Whistler T, Unger ER, Nisenbaum R, Vernon SD
Integration of gene expression, clinical, and epidemiologic data to characterize chronic fatigue syndromes
Journal of Translational Medicine 2003;1:10

Summary

This study was an extension of earlier work by the CDC CFS Research Group, which showed that peripheral blood cell gene expression profiles distinguished the majority of CFS cases from non-fatigued controls. This study measured gene expression patterns in 23 persons with CFS identified from the general Wichita population in order to determine if integration of gene expression results with clinical and epidemiologic data would identify CFS subgroups. We found that women with sudden onset CFS had distinct gene expression profiles from those with gradual onset illness. This implies that there are distinct subtypes of CFS with different etiologic or triggering events and shows that these differences are maintained well into the disease process.

Because of the importance and timeliness of these findings we chose to publish in the Journal of Translational Medicine. This is an online journal published by BioMed Central. If accepted following review by rigorously selected subject matter experts, articles are immediately published and indexed by the National Library of Medicine. In addition, all research articles are "open access" allowing immediate free re-use and re-distribution in any medium provided that the original source is cited and material is not used commercially. This article may be accessed at: http://www.translational-medicine.com/content/1/1/10

Abstract

Background: Chronic fatigue syndrome (CFS) has no diagnostic clinical signs or diagnostic laboratory abnormalities and it is unclear if it represents a single illness. The CFS research case definition recommends stratifying subjects by co-morbid conditions, fatigue level and duration, or functional impairment. But to date, this analysis approach has not yielded any further insight into CFS pathogenesis. This study used the integration of peripheral blood gene expression results with epidemiologic and clinical data to determine whether CFS is a single or heterogeneous illness.
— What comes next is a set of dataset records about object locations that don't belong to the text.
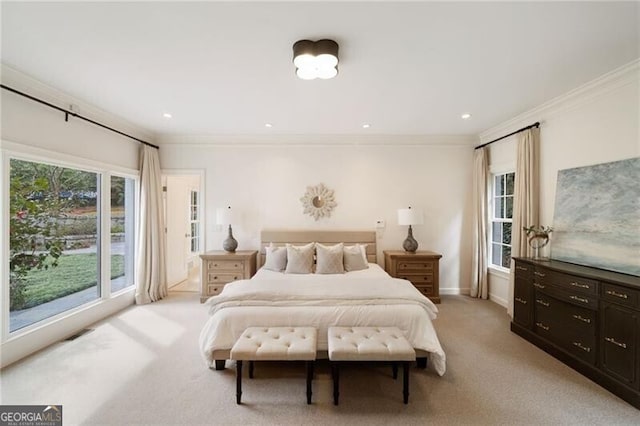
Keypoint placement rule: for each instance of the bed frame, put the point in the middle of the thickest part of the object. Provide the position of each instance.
(280, 237)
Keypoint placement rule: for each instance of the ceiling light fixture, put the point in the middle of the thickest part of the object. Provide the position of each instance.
(317, 59)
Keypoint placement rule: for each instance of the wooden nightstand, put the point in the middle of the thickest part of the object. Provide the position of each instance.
(220, 267)
(421, 268)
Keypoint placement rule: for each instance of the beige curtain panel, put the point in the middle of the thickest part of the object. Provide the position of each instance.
(526, 200)
(480, 284)
(151, 272)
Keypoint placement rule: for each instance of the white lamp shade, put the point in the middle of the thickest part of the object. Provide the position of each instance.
(410, 217)
(225, 216)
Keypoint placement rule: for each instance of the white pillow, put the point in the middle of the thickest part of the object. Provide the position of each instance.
(355, 257)
(299, 259)
(276, 258)
(329, 259)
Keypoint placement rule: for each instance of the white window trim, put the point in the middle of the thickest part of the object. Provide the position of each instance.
(12, 150)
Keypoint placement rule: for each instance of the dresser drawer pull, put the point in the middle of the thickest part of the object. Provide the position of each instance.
(579, 345)
(612, 340)
(542, 326)
(616, 294)
(580, 318)
(579, 299)
(575, 284)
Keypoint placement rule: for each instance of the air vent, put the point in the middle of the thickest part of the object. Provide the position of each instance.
(79, 333)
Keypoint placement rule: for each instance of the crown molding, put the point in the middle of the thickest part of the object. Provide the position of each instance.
(601, 86)
(31, 86)
(307, 140)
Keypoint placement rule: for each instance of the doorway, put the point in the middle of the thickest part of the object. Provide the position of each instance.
(184, 212)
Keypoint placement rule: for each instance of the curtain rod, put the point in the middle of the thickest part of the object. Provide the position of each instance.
(73, 114)
(536, 124)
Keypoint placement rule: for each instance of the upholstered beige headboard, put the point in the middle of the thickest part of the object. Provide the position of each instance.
(301, 237)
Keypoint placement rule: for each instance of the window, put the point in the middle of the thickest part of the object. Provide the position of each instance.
(194, 219)
(56, 238)
(501, 220)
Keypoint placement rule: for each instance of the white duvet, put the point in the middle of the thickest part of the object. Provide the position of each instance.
(363, 298)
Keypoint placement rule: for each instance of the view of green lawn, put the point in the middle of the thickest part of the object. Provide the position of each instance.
(74, 272)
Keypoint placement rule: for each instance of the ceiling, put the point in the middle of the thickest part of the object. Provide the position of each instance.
(405, 68)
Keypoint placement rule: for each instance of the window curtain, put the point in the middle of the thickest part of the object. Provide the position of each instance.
(151, 271)
(526, 199)
(480, 284)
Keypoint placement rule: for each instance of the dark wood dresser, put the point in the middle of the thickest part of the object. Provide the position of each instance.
(586, 317)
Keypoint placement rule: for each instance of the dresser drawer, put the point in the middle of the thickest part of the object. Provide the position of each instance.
(218, 278)
(227, 265)
(621, 295)
(415, 266)
(571, 282)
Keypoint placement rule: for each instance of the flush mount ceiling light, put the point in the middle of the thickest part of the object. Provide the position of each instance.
(317, 59)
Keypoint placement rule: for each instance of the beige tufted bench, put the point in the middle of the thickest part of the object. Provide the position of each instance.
(275, 344)
(369, 344)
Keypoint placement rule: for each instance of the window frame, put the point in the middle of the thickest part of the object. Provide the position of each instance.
(11, 150)
(495, 171)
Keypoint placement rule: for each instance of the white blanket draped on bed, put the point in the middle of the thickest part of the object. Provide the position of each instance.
(321, 302)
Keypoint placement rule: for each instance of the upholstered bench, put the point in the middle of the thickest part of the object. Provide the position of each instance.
(369, 344)
(275, 344)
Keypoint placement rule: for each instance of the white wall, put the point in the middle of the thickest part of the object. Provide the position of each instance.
(36, 130)
(596, 123)
(371, 181)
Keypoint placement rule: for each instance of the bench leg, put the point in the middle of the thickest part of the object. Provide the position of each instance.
(238, 381)
(335, 372)
(405, 382)
(310, 365)
(421, 362)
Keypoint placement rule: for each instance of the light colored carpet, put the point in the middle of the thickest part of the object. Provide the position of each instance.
(143, 366)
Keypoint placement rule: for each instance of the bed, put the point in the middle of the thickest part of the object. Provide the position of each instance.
(368, 297)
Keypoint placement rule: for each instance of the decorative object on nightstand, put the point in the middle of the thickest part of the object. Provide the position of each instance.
(422, 268)
(410, 217)
(318, 201)
(538, 238)
(220, 267)
(225, 216)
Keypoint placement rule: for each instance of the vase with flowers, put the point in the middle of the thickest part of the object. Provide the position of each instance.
(538, 237)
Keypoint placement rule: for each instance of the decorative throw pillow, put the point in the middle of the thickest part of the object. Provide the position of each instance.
(329, 259)
(355, 257)
(276, 258)
(299, 259)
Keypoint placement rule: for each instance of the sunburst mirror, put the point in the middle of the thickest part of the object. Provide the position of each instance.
(318, 201)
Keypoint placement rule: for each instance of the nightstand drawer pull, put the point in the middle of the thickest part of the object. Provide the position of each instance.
(616, 294)
(579, 345)
(576, 284)
(542, 326)
(612, 340)
(580, 318)
(579, 299)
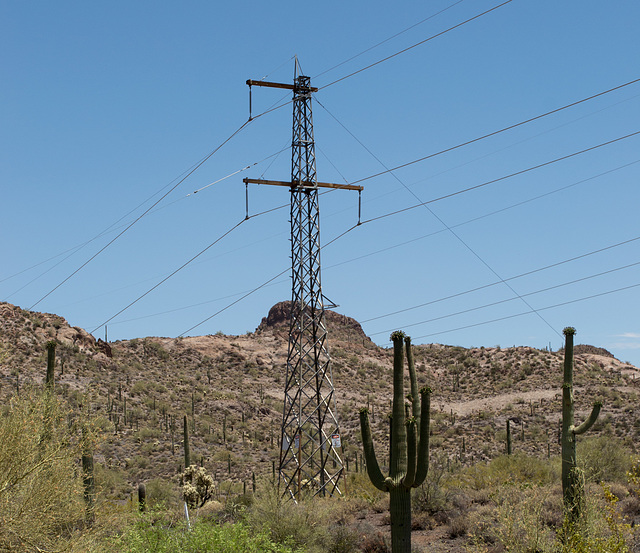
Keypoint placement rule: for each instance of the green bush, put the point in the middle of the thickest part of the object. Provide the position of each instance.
(604, 458)
(150, 534)
(41, 495)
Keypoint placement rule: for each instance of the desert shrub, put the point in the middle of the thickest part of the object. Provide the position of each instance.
(515, 524)
(511, 469)
(435, 493)
(604, 458)
(41, 495)
(197, 486)
(161, 491)
(601, 531)
(301, 526)
(149, 534)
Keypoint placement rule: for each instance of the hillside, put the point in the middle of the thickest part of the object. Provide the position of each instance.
(241, 377)
(232, 388)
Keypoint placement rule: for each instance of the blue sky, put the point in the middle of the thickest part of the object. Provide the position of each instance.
(105, 106)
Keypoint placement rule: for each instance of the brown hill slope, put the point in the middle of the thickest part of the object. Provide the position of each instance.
(232, 389)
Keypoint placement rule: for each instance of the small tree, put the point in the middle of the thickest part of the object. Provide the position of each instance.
(197, 486)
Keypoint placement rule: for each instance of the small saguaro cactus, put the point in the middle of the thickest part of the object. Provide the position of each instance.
(572, 489)
(187, 452)
(409, 445)
(142, 497)
(51, 364)
(88, 482)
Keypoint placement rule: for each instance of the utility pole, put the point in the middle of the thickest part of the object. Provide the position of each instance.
(310, 461)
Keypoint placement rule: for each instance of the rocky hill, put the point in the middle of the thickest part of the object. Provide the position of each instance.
(231, 387)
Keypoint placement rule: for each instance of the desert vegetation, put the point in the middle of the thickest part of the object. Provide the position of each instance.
(125, 404)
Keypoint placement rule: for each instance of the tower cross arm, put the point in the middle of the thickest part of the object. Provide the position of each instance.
(286, 86)
(304, 184)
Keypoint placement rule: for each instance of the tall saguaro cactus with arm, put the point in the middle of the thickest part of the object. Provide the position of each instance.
(409, 446)
(572, 489)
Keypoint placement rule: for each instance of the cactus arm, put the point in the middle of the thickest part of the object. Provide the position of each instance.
(423, 445)
(412, 453)
(593, 417)
(414, 381)
(373, 469)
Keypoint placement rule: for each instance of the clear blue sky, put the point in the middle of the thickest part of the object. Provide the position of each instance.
(104, 104)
Results: CFS subjects were grouped by several clinical and epidemiological variables thought to be important in defining the illness. Statistical tests and cluster analysis were used to distinguish CFS subjects and identify differentially expressed genes. These genes were identified only when CFS subjects were grouped according to illness onset and the majority of genes were involved in pathways of purine and pyrimidine metabolism, glycolysis, oxidative phosphorylation, and glucose metabolism.

Conclusion: These results provide a physiologic basis that suggests CFS is a heterogeneous illness. The differentially expressed genes imply fundamental metabolic perturbations that will be further investigated and illustrates the power of microarray technology for furthering our understanding CFS.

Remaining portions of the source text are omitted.